En les transportant de nuit, on conduit la plupart d’entre-elles à la gare de triage d’Amstetten pour boucher les trous d’obus et déblayer les voies quotidiennement bombardées par l’aviation américaine (trois “31000” seront tuées sous les bombes).

Le 22 avril 1945, Paulette Bourdon fait partie des trente “31000” prises en charge par la Croix-Rouge internationale et acheminées en camion à Saint-Gall en Suisse. De là, elles gagnent Paris par le train où elles arrivent le 30 avril, veille du 1er mai 1945, pour le défilé. C’est le groupe le plus important de “31000” libérées ensemble, c’est le “parcours” le plus partagé.

Le retour

À son retour, elle est veuve : Jean Bourdon est mort le 12 décembre 1943 (cause à préciser).

Le 10 novembre 1945, à Ivry-sur-Seine, elle se marie avec Georges Prunières, typographe, né le 29 mai 1919 à Ivry, en présence de Léon Mauvais et de Marie-Claude Vaillant-Couturier. Ils ont deux deux enfants : une fille, née le 3 avril 1946 et un fils, Michel, né le 18 avril 1956.

Paulette Prunières décède à Fleury-Mérogis (Essonne) le 14 avril 1989.

La famille

Le frère de son père a été interné de 1943 jusqu’à la Libération.

Le frère de son mari, Raymond Prunières, secrétaire de la Jeunesse communiste de 1934 à 1937 à Ivry, a été arrêté le 11 juin 1942, condamné aux travaux forcés à perpétuité, interné à la Maison centrale d’Eysses à Villeneuve-sur-Lot (Lot-et-Garonne) et déporté dans le transport de 2139 hommes parti de Compiègne le 18 juin 1944 et arrivé deux jours plus tard au KL Dachau (matr. 73914).
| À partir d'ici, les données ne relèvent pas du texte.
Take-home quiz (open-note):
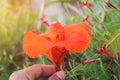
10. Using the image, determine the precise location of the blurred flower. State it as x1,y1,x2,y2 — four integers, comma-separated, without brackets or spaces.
76,0,82,9
82,58,100,65
83,0,94,13
23,22,91,70
40,16,50,27
105,1,117,9
98,44,113,59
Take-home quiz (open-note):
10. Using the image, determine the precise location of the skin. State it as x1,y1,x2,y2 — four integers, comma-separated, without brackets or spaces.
9,64,66,80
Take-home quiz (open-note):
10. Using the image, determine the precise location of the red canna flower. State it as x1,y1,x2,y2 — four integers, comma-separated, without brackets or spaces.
98,44,113,59
83,0,94,13
23,22,91,70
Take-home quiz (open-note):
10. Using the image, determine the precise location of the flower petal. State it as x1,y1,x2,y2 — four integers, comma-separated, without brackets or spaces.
44,22,64,43
64,22,91,38
23,31,52,58
61,32,90,52
45,46,66,69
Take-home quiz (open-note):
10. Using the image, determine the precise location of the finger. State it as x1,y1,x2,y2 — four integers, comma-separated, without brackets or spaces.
24,64,56,79
48,71,66,80
9,64,56,80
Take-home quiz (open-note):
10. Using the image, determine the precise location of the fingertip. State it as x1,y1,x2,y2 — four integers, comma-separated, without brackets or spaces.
48,71,66,80
57,71,66,80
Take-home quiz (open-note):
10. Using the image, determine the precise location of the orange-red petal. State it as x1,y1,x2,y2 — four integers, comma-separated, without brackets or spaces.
61,31,90,52
45,46,66,68
64,22,91,38
23,31,52,58
43,22,65,43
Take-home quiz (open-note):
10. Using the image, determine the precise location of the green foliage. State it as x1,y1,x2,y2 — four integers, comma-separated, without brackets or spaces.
0,0,120,80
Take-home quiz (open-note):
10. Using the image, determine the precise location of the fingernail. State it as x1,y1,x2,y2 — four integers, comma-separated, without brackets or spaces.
57,71,66,80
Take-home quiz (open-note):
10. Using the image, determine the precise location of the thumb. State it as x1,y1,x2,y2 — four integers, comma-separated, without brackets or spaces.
48,71,66,80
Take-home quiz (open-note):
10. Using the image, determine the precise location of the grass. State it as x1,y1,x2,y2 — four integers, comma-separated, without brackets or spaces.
0,0,120,80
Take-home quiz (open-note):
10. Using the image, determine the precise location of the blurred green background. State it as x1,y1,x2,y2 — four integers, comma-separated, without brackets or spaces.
0,0,120,80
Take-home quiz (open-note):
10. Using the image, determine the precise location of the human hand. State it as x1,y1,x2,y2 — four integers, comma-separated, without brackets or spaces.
9,64,66,80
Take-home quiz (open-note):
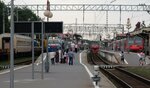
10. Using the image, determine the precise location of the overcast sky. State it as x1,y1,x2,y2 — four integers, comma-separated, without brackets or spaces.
4,0,150,30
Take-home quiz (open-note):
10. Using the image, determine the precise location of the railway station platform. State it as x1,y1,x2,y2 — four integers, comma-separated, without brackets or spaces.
101,50,150,66
0,51,115,88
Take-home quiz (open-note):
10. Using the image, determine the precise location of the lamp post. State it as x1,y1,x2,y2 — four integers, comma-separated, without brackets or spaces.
113,29,117,51
126,18,131,53
10,0,14,88
43,0,53,73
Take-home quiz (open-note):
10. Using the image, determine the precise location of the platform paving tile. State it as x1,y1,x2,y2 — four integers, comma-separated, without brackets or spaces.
0,52,94,88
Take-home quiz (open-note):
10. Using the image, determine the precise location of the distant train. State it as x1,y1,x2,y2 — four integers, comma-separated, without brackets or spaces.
48,37,62,52
90,43,100,54
109,36,144,52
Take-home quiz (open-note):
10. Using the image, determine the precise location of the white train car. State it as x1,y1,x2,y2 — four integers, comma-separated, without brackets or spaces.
0,33,31,54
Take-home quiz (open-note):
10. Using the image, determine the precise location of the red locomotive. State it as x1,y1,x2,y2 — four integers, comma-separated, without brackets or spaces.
90,44,100,54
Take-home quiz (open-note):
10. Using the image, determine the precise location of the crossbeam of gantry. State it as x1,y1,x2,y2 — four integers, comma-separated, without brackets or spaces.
12,4,150,11
63,24,124,34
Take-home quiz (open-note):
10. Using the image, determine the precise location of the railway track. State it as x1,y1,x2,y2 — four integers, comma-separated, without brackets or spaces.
0,58,32,71
90,54,150,88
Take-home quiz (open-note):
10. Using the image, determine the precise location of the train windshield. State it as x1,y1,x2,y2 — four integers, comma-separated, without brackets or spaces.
128,38,134,45
134,36,142,45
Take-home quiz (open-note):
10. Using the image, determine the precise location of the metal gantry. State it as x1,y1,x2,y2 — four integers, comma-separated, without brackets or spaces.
63,24,124,35
10,4,150,11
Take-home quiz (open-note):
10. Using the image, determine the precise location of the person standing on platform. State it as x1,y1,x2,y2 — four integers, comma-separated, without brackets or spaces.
68,49,75,65
120,51,124,64
55,50,59,63
75,44,78,53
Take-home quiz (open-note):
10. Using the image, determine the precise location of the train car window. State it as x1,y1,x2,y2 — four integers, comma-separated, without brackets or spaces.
128,38,134,45
134,36,142,45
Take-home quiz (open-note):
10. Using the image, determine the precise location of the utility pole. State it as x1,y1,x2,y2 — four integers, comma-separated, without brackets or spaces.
3,7,5,33
126,18,131,53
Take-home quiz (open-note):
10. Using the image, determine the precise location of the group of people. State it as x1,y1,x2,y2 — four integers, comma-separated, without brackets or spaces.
120,51,146,66
51,42,78,65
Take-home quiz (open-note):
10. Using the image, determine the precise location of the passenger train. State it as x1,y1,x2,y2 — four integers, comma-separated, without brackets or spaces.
0,33,31,54
109,36,144,52
0,33,41,60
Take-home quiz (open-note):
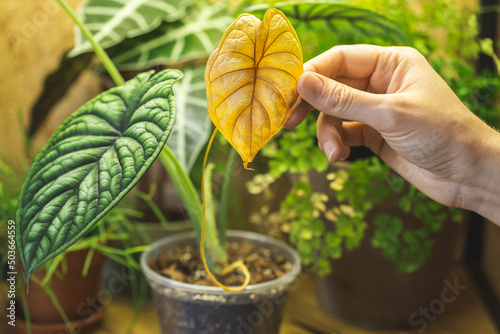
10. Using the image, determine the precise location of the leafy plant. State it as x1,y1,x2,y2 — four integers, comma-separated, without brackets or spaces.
247,0,500,274
16,70,182,281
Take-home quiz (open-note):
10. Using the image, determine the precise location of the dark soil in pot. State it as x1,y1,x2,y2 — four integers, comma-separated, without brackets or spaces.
141,231,300,334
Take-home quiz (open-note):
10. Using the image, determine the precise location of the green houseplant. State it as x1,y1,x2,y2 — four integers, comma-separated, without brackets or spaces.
0,121,150,332
16,1,308,332
248,1,499,327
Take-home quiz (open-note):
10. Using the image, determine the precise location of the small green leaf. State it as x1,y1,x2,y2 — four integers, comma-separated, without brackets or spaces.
168,67,212,173
70,0,190,57
16,70,182,282
110,1,234,70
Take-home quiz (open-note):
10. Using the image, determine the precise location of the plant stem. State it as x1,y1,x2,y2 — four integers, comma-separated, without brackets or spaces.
160,145,203,242
218,149,238,245
160,146,227,268
56,0,125,86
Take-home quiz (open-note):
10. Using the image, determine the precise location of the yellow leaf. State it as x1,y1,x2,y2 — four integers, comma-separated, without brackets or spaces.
205,8,304,168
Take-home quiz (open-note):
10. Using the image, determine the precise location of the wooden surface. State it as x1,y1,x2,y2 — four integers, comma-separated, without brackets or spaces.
0,267,498,334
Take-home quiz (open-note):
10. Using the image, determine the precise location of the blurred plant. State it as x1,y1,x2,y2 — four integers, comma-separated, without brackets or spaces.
247,0,500,275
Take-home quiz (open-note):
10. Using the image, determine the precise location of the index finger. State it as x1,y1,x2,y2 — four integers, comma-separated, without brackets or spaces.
304,44,398,93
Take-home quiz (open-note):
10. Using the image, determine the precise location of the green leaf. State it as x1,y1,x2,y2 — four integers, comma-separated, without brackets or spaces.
245,0,408,42
110,1,234,70
70,0,189,57
16,70,182,282
168,67,212,173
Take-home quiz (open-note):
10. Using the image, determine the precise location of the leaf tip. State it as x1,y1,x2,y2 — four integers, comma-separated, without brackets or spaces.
243,161,255,170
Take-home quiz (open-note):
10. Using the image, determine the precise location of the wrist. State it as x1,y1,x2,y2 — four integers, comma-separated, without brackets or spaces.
459,123,500,225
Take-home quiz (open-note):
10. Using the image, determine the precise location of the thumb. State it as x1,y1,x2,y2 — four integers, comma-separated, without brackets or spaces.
297,72,384,126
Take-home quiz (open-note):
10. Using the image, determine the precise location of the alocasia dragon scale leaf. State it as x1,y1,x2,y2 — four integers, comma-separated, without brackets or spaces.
205,8,303,168
16,70,182,281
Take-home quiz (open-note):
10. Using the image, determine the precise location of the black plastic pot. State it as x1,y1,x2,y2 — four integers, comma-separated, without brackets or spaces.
141,231,300,334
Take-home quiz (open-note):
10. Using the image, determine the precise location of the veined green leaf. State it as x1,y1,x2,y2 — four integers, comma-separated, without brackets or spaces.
16,70,182,281
69,0,190,57
244,0,408,43
167,67,211,173
110,1,234,70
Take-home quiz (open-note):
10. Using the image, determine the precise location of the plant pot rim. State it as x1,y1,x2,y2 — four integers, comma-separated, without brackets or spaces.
140,230,301,296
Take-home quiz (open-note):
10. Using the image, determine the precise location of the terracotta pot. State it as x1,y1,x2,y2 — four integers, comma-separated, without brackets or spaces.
18,249,106,333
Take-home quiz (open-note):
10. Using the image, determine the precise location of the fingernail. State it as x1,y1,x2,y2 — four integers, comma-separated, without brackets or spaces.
301,72,324,101
323,141,335,162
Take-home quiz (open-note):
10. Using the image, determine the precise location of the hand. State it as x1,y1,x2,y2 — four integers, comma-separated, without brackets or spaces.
286,45,500,219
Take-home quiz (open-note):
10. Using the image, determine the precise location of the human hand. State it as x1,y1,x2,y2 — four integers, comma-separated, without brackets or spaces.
285,45,500,222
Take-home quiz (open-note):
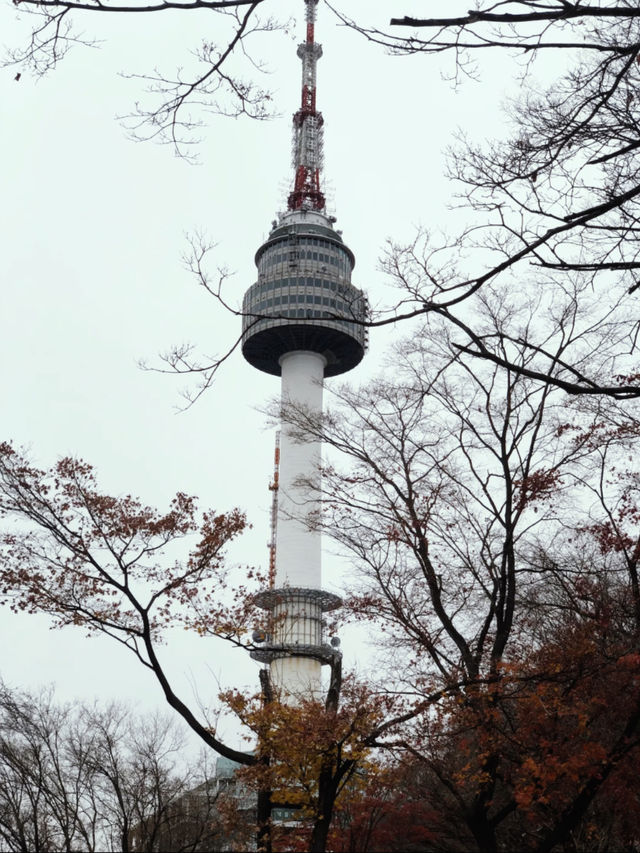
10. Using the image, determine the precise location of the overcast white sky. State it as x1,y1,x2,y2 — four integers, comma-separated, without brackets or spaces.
0,0,504,744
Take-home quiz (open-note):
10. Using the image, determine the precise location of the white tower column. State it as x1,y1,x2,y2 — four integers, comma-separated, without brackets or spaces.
271,350,326,699
276,351,326,589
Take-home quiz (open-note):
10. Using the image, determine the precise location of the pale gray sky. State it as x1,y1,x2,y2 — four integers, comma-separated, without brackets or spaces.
0,0,504,744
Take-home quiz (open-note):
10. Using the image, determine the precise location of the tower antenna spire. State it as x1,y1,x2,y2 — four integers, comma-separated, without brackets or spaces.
287,0,325,211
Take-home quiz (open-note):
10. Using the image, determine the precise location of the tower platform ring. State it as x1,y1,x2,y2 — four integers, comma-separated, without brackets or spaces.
253,586,342,613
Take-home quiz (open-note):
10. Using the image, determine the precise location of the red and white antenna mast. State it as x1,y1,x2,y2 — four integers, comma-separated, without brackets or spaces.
287,0,325,210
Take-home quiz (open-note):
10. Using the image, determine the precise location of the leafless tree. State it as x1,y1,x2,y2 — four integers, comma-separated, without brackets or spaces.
284,287,640,851
328,0,640,399
4,0,285,159
0,685,226,853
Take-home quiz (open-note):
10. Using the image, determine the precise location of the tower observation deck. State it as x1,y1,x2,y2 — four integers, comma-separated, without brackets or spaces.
242,0,368,697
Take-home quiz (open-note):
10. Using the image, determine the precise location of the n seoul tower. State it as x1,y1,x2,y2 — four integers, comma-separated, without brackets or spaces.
242,0,367,698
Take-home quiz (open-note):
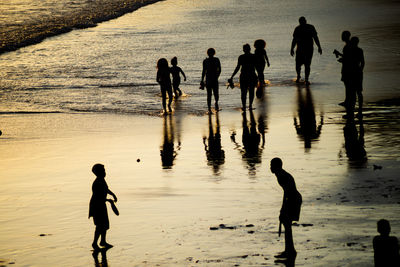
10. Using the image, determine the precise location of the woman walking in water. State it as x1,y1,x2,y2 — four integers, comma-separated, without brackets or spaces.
228,44,257,111
157,58,173,113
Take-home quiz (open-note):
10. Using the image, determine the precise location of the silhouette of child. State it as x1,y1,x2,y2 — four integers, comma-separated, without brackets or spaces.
373,219,400,267
254,39,270,86
271,158,302,259
170,57,186,97
89,164,117,250
157,58,173,113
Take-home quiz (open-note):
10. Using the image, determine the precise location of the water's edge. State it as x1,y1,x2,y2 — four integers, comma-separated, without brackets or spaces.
0,0,161,55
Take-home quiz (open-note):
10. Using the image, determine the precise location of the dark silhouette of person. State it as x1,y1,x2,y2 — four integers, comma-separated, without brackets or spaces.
89,164,117,250
294,87,324,150
160,114,180,169
343,115,367,165
271,158,302,259
333,31,351,106
92,248,108,267
373,219,400,267
200,48,221,112
254,39,270,86
203,113,225,175
156,58,173,114
231,110,264,176
343,37,365,116
228,44,257,111
290,17,322,85
170,57,186,98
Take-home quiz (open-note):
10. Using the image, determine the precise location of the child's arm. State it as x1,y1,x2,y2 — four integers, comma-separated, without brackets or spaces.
107,189,118,202
179,68,186,81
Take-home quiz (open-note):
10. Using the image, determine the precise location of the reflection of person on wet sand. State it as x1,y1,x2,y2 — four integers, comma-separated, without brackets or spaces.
290,17,322,85
203,113,225,174
343,115,367,163
200,48,221,112
157,58,173,113
160,114,180,169
231,110,264,175
373,219,400,267
254,39,270,86
170,57,186,98
228,44,257,111
89,164,117,250
271,158,302,259
92,248,108,267
344,37,365,118
294,87,324,149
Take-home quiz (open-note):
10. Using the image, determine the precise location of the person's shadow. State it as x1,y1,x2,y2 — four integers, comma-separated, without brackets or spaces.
92,248,109,267
160,114,180,169
343,112,367,166
231,110,265,176
203,113,225,175
293,86,324,151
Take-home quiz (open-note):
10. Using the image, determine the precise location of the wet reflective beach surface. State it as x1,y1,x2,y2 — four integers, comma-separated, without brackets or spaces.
0,0,400,266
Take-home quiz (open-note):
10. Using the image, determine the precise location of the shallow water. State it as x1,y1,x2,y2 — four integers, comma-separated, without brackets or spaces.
0,0,399,114
0,0,400,266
Comme un tiers des détenus de ce transport, il est affecté au Kommando d’Allach, créé près du camp central et travaillant notamment pour la firme BMW. Il en revient très malade en 1945.

Sources :

- Charlotte Delbo, Le convoi du 24 janvier, Les Éditions de Minuit, 1965 (réédition 1998), page 240.
- Marion Queny, Un cas d’exception : (…) le convoi du 24 janvier, mémoire de maîtrise d’Histoire, Université Lille 3-Charles de Gaulle, juin 2004, notamment une liste réalisée à partir du registre de Romainville (copie transmise par Thomas Fontaine), pp. 197-204, et p. 114.
- Fondation pour la Mémoire de la Déportation, Livre-Mémorial des déportés de France arrêtés par mesure de répression…, 1940-1945, éditions Tirésias, Paris 2004, transport I.229, par Thomas Fontaine, Manuel Maris, tome 3, pages 895-896, 966 (Raymond Prunières).
- Page internet, Les Mémoires de Mounette Dutilleul.
- Message de gmcprune (05 et 07-2013).

MÉMOIRE VIVE

(dernière modification, le 2-07-2013)

Cette notice biographique doit être considérée comme un document provisoire fondé sur les archives et témoignages connus à ce jour. Vous êtes invité à corriger les erreurs qui auraient pu s’y glisser et/ou à la compléter avec les informations dont vous disposez (en indiquant vos sources).

[1] KL  : abréviation de Konzentrationslager (camp de concentration). Certains historiens utilisent l’abréviation “KZ”.

[2] Revier , selon Charlotte Delbo : « abréviation de Krakenrevier, quartier des malades dans une enceinte militaire. Nous ne traduisons pas ce mot que les Français prononçaient révir, car ce n’est ni hôpital, ni ambulance, ni infirmerie. C’est un lieu infect où les malades pourrissaient sur trois étages. ». In Le convoi du 24 janvier, Les Éditions de Minuit, 1967, p. 24. Le terme officiel est pourtant “hôpital” ; en allemand Häftlingskrakenbau (HKB), hôpital des détenus, ou Krakenbau (KB). Dans Si c’est un Homme, Primo Lévi utilise l’abréviation “KB”.